The incident occurred at the Kanawha Eagle operation, which includes a coal preparation plant and a coal slurry impoundment.
Dale Petry, director of emergency services for Kanawha County, said that an eight-inch slurry line between the preparation plant and the company’s refuse impoundment ruptured, sending an underdetermined amount of coal waste into the creek before the flow was stopped.
At the Gazette, Ken Ward Jr. noted that in 2009, the federal Office of Surface Mining Reclamation and Enforcement told the DEP in an official report that the state agency was failing to take effective enforcement action to reduce so-called “blackwater spills” in West Virginia’s mining operations. DEP’s response? It rejected the OSM’s recommendations that it re-examine its rules and policies on such spills, claiming such events were dwindling.
That doesn’t seem to be an unusual response from West Virginia officialdumb.
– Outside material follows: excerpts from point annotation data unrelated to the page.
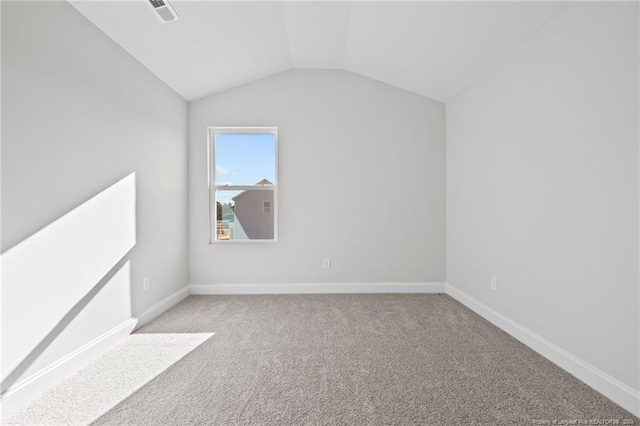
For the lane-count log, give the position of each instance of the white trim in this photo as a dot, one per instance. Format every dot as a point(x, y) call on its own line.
point(157, 309)
point(319, 288)
point(620, 393)
point(212, 131)
point(24, 391)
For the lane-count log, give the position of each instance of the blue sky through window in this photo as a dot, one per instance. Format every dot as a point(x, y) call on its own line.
point(244, 160)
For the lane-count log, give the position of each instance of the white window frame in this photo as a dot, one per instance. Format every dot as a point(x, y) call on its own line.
point(211, 144)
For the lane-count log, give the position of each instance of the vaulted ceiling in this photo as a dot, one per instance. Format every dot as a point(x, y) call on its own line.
point(431, 48)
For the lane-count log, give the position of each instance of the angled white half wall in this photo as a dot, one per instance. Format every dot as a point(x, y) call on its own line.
point(68, 282)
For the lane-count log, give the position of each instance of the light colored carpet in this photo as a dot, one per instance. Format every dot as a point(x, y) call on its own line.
point(107, 380)
point(352, 360)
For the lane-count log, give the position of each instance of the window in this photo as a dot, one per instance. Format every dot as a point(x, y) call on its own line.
point(243, 184)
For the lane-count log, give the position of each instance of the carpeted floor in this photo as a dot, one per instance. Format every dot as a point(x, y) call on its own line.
point(106, 380)
point(353, 360)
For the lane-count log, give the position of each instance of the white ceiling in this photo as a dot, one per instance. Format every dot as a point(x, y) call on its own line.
point(431, 48)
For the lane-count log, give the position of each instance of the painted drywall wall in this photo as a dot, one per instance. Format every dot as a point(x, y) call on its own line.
point(361, 180)
point(78, 115)
point(542, 186)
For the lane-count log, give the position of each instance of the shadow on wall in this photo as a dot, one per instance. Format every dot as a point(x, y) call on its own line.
point(49, 278)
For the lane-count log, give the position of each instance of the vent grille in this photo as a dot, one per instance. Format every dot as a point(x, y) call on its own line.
point(164, 11)
point(157, 3)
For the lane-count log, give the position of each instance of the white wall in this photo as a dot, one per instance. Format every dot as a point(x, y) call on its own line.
point(79, 114)
point(542, 186)
point(361, 181)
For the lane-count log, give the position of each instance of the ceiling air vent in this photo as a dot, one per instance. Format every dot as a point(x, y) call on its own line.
point(164, 10)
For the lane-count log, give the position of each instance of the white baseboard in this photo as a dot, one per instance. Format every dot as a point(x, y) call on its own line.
point(620, 393)
point(154, 311)
point(24, 391)
point(318, 288)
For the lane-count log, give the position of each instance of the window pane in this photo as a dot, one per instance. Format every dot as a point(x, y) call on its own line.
point(244, 215)
point(245, 159)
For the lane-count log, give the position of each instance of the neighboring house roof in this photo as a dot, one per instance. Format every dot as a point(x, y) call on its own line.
point(263, 182)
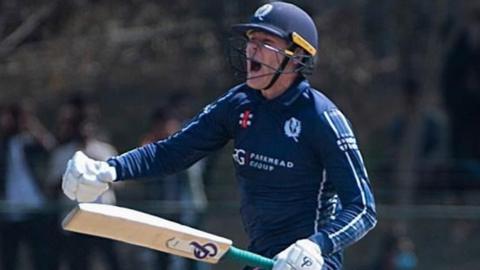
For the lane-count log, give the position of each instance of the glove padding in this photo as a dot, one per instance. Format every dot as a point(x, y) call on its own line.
point(302, 255)
point(86, 179)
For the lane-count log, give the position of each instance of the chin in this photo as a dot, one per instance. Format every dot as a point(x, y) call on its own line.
point(258, 83)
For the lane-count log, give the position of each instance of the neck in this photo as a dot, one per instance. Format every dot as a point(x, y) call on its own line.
point(279, 87)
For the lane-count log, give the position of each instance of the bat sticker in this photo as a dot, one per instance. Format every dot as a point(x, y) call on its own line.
point(202, 251)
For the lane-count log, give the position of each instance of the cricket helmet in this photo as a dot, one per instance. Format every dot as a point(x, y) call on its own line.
point(286, 21)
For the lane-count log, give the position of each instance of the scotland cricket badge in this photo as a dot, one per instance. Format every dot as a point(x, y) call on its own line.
point(245, 119)
point(263, 11)
point(292, 128)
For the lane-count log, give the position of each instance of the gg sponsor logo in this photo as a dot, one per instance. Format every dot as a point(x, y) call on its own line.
point(260, 161)
point(202, 251)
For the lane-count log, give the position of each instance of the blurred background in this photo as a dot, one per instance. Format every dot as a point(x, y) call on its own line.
point(107, 76)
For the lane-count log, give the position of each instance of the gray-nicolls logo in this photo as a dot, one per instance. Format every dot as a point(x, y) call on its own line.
point(292, 128)
point(263, 11)
point(306, 262)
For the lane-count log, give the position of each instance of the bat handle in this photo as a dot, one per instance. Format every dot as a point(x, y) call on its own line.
point(249, 258)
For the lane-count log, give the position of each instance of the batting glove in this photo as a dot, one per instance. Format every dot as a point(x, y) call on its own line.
point(302, 255)
point(86, 179)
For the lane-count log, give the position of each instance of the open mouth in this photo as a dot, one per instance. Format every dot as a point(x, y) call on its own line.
point(255, 66)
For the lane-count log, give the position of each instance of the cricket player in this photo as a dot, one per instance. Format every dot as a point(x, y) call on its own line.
point(305, 193)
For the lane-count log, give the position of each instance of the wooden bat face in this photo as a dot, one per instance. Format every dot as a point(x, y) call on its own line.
point(134, 227)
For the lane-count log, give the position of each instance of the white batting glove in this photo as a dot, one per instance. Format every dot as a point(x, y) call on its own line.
point(302, 255)
point(86, 179)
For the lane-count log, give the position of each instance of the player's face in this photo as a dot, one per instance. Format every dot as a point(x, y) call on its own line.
point(264, 56)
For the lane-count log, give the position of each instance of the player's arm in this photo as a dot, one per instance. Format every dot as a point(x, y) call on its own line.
point(206, 132)
point(346, 170)
point(85, 179)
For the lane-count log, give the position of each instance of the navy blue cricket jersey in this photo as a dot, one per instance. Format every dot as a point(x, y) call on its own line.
point(299, 169)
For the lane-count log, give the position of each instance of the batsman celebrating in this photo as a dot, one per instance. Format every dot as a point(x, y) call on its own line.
point(305, 193)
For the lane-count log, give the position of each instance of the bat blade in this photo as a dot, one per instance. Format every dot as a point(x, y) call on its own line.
point(138, 228)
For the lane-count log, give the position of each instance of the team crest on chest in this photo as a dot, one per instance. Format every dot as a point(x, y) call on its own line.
point(292, 128)
point(246, 119)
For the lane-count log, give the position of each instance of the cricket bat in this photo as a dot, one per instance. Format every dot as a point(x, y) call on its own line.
point(142, 229)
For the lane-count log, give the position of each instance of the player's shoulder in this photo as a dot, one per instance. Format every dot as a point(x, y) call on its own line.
point(319, 101)
point(240, 94)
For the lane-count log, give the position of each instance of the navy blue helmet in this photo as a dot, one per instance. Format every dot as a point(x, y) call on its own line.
point(286, 21)
point(283, 20)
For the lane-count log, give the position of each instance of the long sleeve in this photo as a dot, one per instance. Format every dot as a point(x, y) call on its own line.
point(345, 170)
point(206, 132)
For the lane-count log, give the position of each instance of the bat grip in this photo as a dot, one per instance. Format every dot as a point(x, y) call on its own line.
point(249, 258)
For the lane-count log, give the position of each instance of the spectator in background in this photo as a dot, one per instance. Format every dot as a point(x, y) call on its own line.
point(183, 192)
point(76, 131)
point(25, 143)
point(461, 93)
point(417, 145)
point(397, 251)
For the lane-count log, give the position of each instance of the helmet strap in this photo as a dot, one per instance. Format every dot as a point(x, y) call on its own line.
point(280, 69)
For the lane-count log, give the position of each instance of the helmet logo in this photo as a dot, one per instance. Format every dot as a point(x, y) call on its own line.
point(263, 11)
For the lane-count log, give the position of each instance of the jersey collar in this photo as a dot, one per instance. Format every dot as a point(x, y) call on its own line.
point(292, 93)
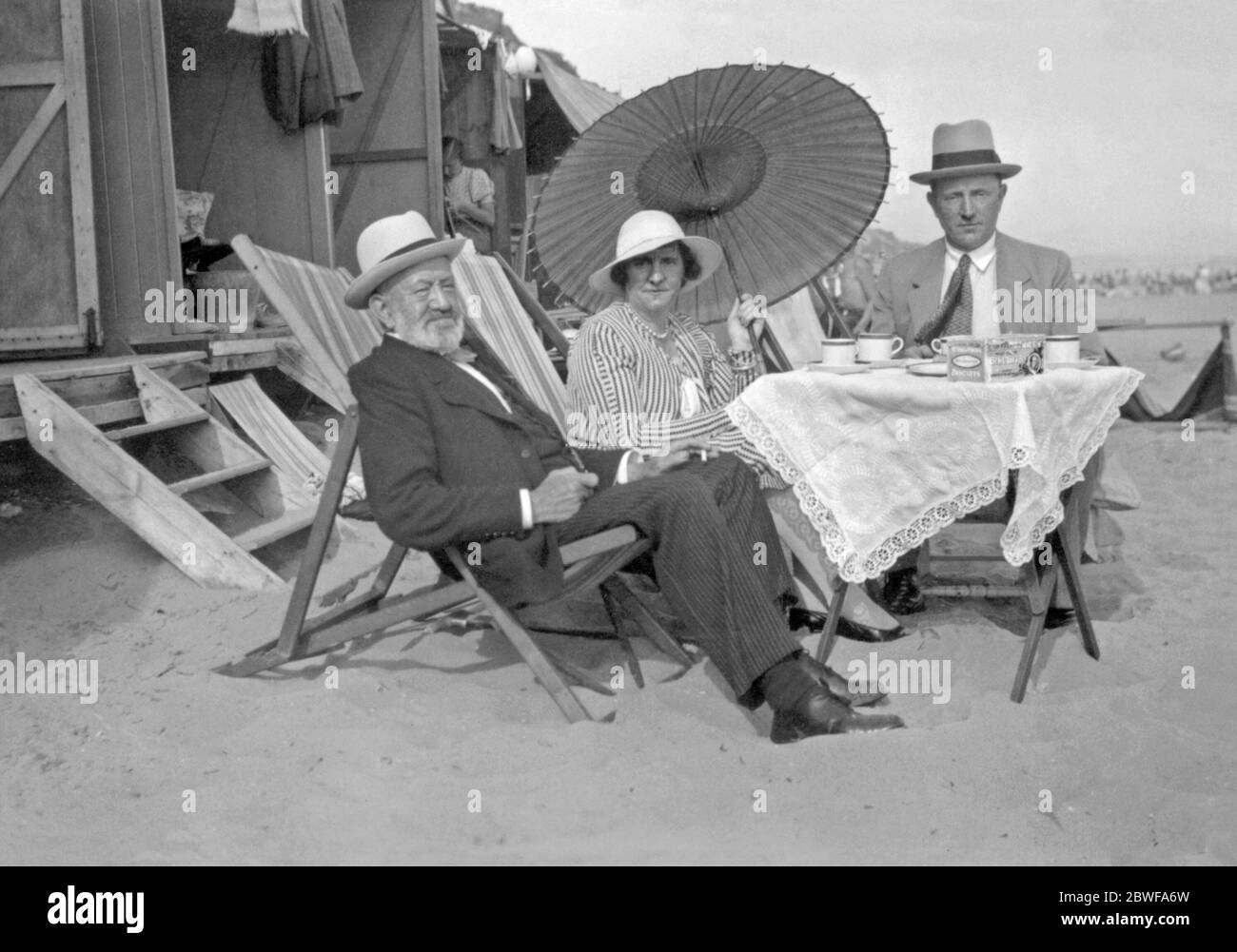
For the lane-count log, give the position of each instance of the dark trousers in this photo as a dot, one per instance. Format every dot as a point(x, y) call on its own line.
point(717, 556)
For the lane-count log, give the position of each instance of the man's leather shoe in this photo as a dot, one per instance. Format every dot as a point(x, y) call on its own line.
point(901, 593)
point(819, 712)
point(837, 685)
point(858, 631)
point(815, 622)
point(1058, 617)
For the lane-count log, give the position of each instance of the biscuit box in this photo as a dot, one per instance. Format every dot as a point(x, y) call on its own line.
point(992, 359)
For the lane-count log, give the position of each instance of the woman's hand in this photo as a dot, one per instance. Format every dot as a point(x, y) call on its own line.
point(672, 457)
point(746, 320)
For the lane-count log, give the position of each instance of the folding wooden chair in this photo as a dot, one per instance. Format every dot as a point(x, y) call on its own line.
point(309, 298)
point(1037, 582)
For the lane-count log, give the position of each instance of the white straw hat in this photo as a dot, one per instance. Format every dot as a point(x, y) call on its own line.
point(391, 245)
point(646, 231)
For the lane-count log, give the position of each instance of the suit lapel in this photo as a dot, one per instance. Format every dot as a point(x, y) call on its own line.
point(1012, 270)
point(452, 383)
point(926, 284)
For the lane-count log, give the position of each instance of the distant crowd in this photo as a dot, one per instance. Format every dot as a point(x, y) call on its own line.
point(1126, 282)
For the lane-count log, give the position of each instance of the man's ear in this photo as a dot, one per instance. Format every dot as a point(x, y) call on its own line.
point(379, 308)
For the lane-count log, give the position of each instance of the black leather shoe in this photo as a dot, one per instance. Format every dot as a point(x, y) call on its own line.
point(839, 687)
point(901, 593)
point(1058, 617)
point(819, 712)
point(815, 622)
point(858, 631)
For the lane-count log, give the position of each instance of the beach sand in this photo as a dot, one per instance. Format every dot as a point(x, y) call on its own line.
point(383, 767)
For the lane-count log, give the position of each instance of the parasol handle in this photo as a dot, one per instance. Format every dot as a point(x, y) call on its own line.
point(776, 353)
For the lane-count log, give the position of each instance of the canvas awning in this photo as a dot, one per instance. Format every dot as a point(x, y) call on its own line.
point(581, 102)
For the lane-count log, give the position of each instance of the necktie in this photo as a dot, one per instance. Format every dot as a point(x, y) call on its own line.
point(953, 314)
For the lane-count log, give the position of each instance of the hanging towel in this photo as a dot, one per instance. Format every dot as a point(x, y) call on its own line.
point(503, 131)
point(267, 17)
point(305, 79)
In a 169-page report after an explosion killed three at a chemical plant in 2008, the U.S. Chemical Safety Board made a series of recommendations to prevent future chemical accidents. The state ignored them. And when the CSB repeated some of those recommendations after a worker was killed in a chemical accident in 2011, it was ignored again.
http://www.sott.net/article/273700-Significant-spill-of-coal-slurry-taints-creek-in-West-Virginia
Chemical spills and now coal. Looks like West Virginia is falling apart. The people living there better wake up and do something fast or there will be nothing left.